A Mixed Stochastic Approximation EM (MSAEM) Algorithm for the Estimation of the Four-Parameter Normal Ogive Model

Abstract

In recent years, the four-parameter model (4PM) has received increasing attention in item response theory. The purpose of this article is to provide more efficient and more reliable computational tools for fitting the 4PM. In particular, this article focuses on the four-parameter normal ogive model (4PNO) model and develops efficient stochastic approximation expectation maximization (SAEM) algorithms to compute the marginalized maximum a posteriori estimator. First, a data augmentation scheme is used for the 4PNO model, which makes the complete data model be an exponential family, and then, a basic SAEM algorithm is developed for the 4PNO model. Second, to overcome the drawback of the SAEM algorithm, we develop an improved SAEM algorithm for the 4PNO model, which is called the mixed SAEM (MSAEM). Results from simulation studies demonstrate that: (1) the MSAEM provides more accurate or comparable estimates as compared with the other estimation methods, while computationally more efficient; (2) the MSAEM is more robust to the choices of initial values and the priors for item parameters, which is a valuable property for practice use. Finally, a real data set is analyzed to show the good performance of the proposed methods.

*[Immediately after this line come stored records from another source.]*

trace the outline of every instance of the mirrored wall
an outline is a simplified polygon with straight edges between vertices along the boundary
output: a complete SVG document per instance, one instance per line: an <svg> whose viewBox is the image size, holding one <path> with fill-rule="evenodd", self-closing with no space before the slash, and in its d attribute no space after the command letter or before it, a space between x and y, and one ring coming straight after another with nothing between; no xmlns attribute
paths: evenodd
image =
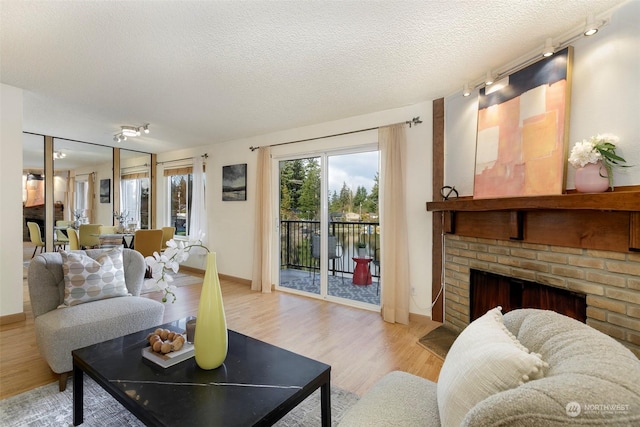
<svg viewBox="0 0 640 427"><path fill-rule="evenodd" d="M64 245L65 227L117 225L114 213L125 214L127 226L150 228L151 164L149 153L24 133L25 260L39 250L38 239L45 250L54 250ZM116 168L119 173L114 174ZM37 229L30 231L29 222Z"/></svg>

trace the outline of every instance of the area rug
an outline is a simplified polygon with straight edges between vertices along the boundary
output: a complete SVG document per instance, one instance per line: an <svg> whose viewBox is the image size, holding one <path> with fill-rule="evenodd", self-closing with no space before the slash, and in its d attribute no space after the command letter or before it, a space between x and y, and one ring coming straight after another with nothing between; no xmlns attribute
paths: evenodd
<svg viewBox="0 0 640 427"><path fill-rule="evenodd" d="M418 344L444 360L457 337L457 332L442 325L420 338Z"/></svg>
<svg viewBox="0 0 640 427"><path fill-rule="evenodd" d="M48 384L0 401L0 424L5 427L72 426L73 387L60 393L58 383ZM337 425L358 396L331 387L331 421ZM84 423L88 427L143 426L92 379L84 378ZM91 409L88 409L91 408ZM320 390L278 421L278 427L320 425Z"/></svg>

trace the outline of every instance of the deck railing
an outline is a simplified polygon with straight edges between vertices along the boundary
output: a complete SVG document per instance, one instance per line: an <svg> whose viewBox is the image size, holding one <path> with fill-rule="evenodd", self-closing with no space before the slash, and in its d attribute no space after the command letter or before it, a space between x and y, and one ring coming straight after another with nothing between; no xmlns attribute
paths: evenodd
<svg viewBox="0 0 640 427"><path fill-rule="evenodd" d="M320 221L280 221L280 268L299 270L318 269L318 259L312 256L311 241L320 234ZM353 273L354 257L358 257L358 243L363 242L365 256L380 260L380 225L378 222L332 221L329 234L335 236L337 259L329 262L333 273ZM329 251L331 252L331 251ZM371 270L378 275L377 269Z"/></svg>

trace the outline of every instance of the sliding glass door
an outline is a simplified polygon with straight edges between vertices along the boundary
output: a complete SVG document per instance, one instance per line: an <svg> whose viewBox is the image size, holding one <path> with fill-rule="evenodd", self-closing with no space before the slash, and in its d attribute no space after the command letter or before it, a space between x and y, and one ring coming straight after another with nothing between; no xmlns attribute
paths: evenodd
<svg viewBox="0 0 640 427"><path fill-rule="evenodd" d="M279 288L379 306L378 151L279 160L278 170Z"/></svg>

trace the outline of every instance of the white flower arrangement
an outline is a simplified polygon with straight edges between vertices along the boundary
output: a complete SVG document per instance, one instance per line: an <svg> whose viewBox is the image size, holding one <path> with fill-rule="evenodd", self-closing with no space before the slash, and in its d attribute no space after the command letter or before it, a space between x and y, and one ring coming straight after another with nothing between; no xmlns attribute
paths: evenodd
<svg viewBox="0 0 640 427"><path fill-rule="evenodd" d="M581 168L589 163L602 162L602 166L607 171L609 187L613 190L613 168L626 167L622 163L626 160L616 154L616 144L620 141L615 135L598 134L589 139L576 142L571 149L569 163L574 168ZM600 176L605 175L600 172Z"/></svg>
<svg viewBox="0 0 640 427"><path fill-rule="evenodd" d="M189 258L189 252L193 248L203 248L207 252L209 249L202 244L201 234L198 239L189 240L185 242L183 240L175 241L173 239L167 242L167 249L161 254L154 252L153 256L148 256L144 259L145 263L151 268L151 275L155 282L155 286L158 290L164 292L162 302L167 302L169 295L173 298L171 303L176 302L176 286L172 285L173 277L168 274L169 271L177 273L180 268L180 263L186 261Z"/></svg>
<svg viewBox="0 0 640 427"><path fill-rule="evenodd" d="M113 213L113 217L120 223L120 224L124 224L127 221L127 215L129 215L128 211L122 211L122 212L114 212Z"/></svg>
<svg viewBox="0 0 640 427"><path fill-rule="evenodd" d="M82 218L84 218L84 209L75 209L73 211L73 217L76 221L80 221Z"/></svg>

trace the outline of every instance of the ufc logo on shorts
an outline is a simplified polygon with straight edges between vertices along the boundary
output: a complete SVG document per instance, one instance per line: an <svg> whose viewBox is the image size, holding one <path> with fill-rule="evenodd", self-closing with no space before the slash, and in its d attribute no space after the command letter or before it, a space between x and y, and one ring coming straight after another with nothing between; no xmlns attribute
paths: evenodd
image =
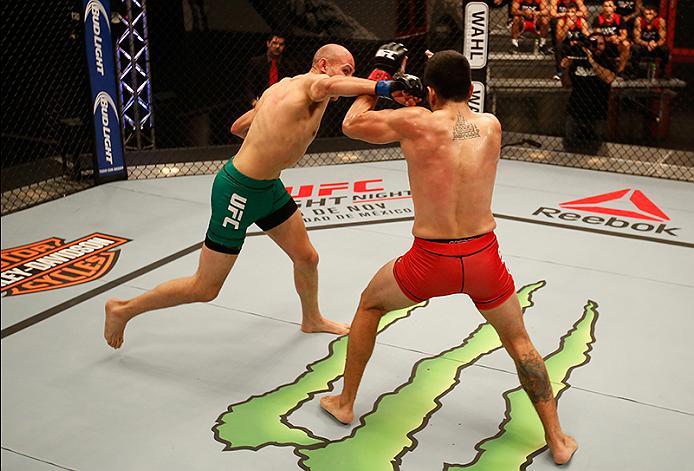
<svg viewBox="0 0 694 471"><path fill-rule="evenodd" d="M227 227L227 224L234 226L234 229L239 228L239 221L243 217L243 210L246 208L246 198L239 196L236 193L231 195L229 200L229 207L227 208L231 212L231 217L227 216L224 218L222 227Z"/></svg>

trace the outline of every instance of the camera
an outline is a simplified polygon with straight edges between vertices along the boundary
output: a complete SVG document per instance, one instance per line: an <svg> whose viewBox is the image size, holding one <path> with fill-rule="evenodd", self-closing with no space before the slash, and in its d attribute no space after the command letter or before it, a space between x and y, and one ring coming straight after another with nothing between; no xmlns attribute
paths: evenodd
<svg viewBox="0 0 694 471"><path fill-rule="evenodd" d="M569 38L569 48L566 57L574 60L587 59L588 56L583 48L595 52L598 48L597 38L595 36L586 37L581 32L576 33L573 37Z"/></svg>

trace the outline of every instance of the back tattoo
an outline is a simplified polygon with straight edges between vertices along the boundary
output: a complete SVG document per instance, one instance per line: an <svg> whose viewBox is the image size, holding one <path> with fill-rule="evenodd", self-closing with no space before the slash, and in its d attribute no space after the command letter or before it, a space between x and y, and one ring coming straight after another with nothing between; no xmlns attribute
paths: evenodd
<svg viewBox="0 0 694 471"><path fill-rule="evenodd" d="M474 139L476 137L480 137L480 130L477 125L466 121L459 112L453 128L453 140Z"/></svg>

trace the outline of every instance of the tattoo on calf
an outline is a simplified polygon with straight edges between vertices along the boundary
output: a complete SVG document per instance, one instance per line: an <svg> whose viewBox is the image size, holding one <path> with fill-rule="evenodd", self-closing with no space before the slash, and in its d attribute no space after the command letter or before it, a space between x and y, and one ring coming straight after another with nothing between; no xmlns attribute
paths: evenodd
<svg viewBox="0 0 694 471"><path fill-rule="evenodd" d="M554 398L545 362L536 350L523 355L516 362L516 369L521 386L528 393L533 404Z"/></svg>
<svg viewBox="0 0 694 471"><path fill-rule="evenodd" d="M475 123L466 121L463 115L458 113L453 128L453 140L474 139L480 137L480 130Z"/></svg>

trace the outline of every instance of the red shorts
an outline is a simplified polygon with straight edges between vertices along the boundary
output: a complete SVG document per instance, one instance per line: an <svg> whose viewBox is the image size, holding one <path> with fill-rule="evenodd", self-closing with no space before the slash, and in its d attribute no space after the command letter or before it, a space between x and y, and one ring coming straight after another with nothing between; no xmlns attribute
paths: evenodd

Appendix: The Simulation Result on the Recovery Accuracy of the 4PL Model

In this simulation, the 4PL is the data-generating model,

$$\begin{aligned} P_{i}(\theta _j)=P(U_{ij}=1|\theta _i,\pmb {\xi }_j)=c_j+(d_j-c_j)\frac{\exp [D(a_j\theta _i+b_j)]}{1+\exp [D(a_j\theta _i+b_j)]}, \end{aligned}$$

where \(D=1.702\) is the scale constant. To keep comparability with the results shown in Tables 2, 3 and 4, the testing conditions as well as the true values of \(a_j, b_j, c_j\) and \(d_j\) are the same as that of “Study 2”. The MMAP estimate of the 4PL model is computed by the EM algorithm implemented in the R package of “mirt” and the EM algorithm proposed by Meng et al. (2020) separately.

The prior for \((a_j,b_j)\) is \((\ln a_j, b_j)'\sim N_2 (\mu _{0}, \Sigma _{0}),\) which is different from that for the 4PNO model, since the above two EM algorithms are implemented under a lognormal prior for \(a_j\). The prior for \((c_j,d_j)\) is the same as that of the 4PNO, which is a bivariate Beta distribution given in Eq. 20.

Following the design of “Study 2”, the MMAP estimate of the 4PL model is computed under the four different priors, please see Table 8. Note that the variance of \(\ln a_j\) is 1, which is to make the prior information close to the truncated normal distribution in Eq. 19 with the variance is 2. The same as that of “Study 2”, the simulation study generated 200 replications, and the parameter recovery is assessed by computing the three criteria (ARMSE, ACor and AIRF) across the 200 replications. The obtained results are given in Tables 9 and 10.